The reality of climate change is upon us. Weather patterns have changed, and seasons have been altered. We experience more intense heat, more frequent, destructive storms, wide-ranging wildfires, and more destructive cold. Tornadoes—the spawn of conflicting hot and cold air masses—touch down in places they were once almost unheard of. What was scientific prognostication only a few years ago has become reality. It’s also a reality that most of the structures that house our homes—particularly high-rise multifamily buildings—were not designed for these types of changing climate events. While that’s a chilling thought, today’s communities have no choice but to deal with that reality, as well as plan for what may be ahead.
The New Reality
Perhaps the two most pressing and dramatic ramifications of climate change currently facing our communities are the rise in sea level and the increasing frequency and severity of storms and other weather events. More concerningly, these two events often overlap, causing even greater peril. The worry is particularly severe for communities built along our coasts and shores—including along the shore of Lake Michigan.
“The real impact in the Midwest has involved Lake Michigan,” says Phillip Mahan, owner and president of Bloomingdale, Illinois-based engineering firm Structural Technologies. In recent years, he says, “The lake’s water level has risen by two feet due to increased storm intensity and runoff. The result has been significant erosion of the shoreline, especially around Chicago and into Indiana and Michigan—whole sections of land are shearing off and falling into the lake. The trend and the damage are significant. In an effort to stave off the damage, pilings have been put in or reinforced. Seawalls—including gigantic stones to act as breakwalls to protect building foundations—have been built, but we do have potential building collapse problems.”
“The biggest issue is along our waterfronts,” says Kevin Keating, an architect with Selldorf Architects, a global architectural firm, echoing Mahan’s analysis. For oceanfront communities in New York, New Jersey, Florida, and New England, for instance, rising sea level is the biggest issue. Combine that with bigger storms up and down the East Coast, and you must ask the question of how we will fortify the properties against the combination of these two factors.

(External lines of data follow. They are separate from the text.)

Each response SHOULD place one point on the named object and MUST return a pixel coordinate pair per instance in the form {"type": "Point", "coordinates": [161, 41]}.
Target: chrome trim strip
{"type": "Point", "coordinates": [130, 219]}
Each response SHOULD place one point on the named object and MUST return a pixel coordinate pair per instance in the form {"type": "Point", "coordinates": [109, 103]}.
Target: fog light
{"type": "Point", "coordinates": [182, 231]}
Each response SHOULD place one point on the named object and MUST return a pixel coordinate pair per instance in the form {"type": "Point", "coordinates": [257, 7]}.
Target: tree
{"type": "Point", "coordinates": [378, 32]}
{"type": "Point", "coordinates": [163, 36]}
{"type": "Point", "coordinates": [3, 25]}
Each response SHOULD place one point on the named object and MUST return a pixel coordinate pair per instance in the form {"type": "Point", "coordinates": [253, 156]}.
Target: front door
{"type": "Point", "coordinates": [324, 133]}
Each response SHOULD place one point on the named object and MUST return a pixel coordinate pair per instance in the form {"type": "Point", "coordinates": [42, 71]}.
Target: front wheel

In Chicago’s case, Mahan explains, “[The city] is built on silt and backfill as far west as Michigan Avenue. The lake is already two feet higher, and that backfill is saturated. Lakeshore Drive is at risk. It’s an iconic address, and owners are very concerned about the stabilization of their footings because of the rising water table. The problem we face is destabilized soils. Building pilings are on bedrock, but the steel is exposed to water and can corrode. Corrosion of steel within pilings and rebar is the major issue.”